Les guerres ethniques et nationalistes ne sont certainement pas nouvelles. Comme le faisait remarquer Barry Posen, "le nationalisme n'était pas inexistant au cours de ces quarante-cinq dernières années : il a joué au contraire un rôle clé dans le processus de décolonisation, alimentant à la fois les guerres révolutionnaires ou les guerres interétatiques129. Des inquiétudes nouvelles sur le nationalisme en Europe ont vu le jour, mais ceux qui trouvent le monde plus complexe et tumultueux qu'il ne l'était durant la Guerre froide se focalisent en réalité sur le seul continent européen.

Or, depuis la fin de la Guerre Civile grecque en 1949, l'Europe n'a plus connu de guerre civile. Ce bilan remarquable est aujourd'hui remis en question par les guerres civiles qui ont éclaté dans l'ancienne Yougoslavie. En plus, le chaos politique et économique, parfois violent, a accompagné la désintégration des empires soviétique et russe en Europe de l'Est et particulièrement en Asie.

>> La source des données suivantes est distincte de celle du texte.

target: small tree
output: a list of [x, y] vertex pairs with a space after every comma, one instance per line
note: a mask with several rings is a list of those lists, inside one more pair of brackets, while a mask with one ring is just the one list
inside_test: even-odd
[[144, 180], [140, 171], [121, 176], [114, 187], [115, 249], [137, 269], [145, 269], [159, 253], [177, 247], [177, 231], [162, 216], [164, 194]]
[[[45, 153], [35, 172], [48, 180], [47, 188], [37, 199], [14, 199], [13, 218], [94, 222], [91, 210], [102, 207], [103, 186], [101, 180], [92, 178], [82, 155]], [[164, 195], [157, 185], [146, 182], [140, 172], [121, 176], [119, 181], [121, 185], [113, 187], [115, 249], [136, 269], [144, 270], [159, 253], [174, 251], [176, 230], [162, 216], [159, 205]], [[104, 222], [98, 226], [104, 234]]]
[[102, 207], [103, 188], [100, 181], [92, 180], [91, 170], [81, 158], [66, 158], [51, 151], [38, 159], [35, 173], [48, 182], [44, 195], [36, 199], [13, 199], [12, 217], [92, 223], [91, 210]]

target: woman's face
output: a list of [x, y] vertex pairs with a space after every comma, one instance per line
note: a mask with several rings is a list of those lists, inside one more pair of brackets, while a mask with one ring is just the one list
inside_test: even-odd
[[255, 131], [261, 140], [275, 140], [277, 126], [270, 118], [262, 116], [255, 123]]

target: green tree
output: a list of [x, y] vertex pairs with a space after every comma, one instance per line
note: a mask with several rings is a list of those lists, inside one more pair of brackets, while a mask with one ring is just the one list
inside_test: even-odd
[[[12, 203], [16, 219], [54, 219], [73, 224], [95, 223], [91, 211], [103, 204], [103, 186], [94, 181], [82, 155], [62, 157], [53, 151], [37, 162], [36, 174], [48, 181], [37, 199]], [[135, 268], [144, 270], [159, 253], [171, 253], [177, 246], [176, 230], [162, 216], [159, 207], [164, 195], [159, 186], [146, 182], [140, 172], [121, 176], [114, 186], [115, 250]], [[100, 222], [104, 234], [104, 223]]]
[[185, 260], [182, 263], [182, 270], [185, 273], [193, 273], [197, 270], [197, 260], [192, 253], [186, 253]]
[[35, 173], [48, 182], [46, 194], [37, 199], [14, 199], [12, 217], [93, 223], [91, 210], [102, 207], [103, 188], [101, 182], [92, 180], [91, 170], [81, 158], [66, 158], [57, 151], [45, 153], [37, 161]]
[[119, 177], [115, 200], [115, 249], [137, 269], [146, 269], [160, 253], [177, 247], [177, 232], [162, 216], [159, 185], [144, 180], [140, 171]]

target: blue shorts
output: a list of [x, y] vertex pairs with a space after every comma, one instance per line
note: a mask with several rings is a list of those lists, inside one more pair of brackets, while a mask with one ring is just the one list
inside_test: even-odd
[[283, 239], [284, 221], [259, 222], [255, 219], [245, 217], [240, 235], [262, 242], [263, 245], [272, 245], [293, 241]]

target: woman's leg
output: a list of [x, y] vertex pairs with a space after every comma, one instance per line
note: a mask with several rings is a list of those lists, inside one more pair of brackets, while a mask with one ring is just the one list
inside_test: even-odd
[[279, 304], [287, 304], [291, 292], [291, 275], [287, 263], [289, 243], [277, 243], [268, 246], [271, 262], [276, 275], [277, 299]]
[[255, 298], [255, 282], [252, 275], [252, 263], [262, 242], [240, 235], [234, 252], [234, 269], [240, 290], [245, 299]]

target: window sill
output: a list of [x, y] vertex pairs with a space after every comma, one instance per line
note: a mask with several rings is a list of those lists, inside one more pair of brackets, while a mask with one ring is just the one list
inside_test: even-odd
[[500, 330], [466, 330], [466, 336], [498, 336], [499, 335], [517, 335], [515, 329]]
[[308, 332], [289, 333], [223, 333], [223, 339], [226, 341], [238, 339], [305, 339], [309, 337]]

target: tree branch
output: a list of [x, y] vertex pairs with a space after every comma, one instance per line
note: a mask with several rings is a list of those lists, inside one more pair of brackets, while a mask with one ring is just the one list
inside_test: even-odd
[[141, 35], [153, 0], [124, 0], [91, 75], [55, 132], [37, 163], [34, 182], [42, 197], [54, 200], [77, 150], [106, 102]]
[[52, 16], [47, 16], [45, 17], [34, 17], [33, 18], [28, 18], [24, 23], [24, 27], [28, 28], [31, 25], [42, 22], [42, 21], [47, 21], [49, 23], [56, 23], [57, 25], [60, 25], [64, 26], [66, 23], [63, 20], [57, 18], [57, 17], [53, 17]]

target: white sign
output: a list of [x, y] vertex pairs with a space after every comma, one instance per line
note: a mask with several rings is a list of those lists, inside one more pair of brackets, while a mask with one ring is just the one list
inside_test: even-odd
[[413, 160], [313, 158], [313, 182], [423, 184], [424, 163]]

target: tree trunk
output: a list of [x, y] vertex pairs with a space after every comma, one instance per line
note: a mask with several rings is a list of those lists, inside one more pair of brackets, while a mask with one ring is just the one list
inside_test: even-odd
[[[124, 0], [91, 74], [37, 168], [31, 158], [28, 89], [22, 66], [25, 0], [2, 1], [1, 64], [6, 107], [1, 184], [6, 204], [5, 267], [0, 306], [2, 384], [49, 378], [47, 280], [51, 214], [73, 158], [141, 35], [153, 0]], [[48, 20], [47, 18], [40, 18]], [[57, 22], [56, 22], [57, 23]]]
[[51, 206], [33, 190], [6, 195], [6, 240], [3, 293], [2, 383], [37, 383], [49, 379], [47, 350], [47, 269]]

Ces problèmes sont bien entendu très réels mais il convient de souligner à nouveau la résolution, remarquablement pacifique, des problèmes internationaux les plus cruciaux qui étaient concentrés en Europe.

127Op. cit.

128Hoffmann S., « Delusions of world order », New York Review of Books, 9 April, 1992, p. 37. 129Posen B. R., « Nationalism, the mass army, and military power, International Security, 18 fall, 1(...)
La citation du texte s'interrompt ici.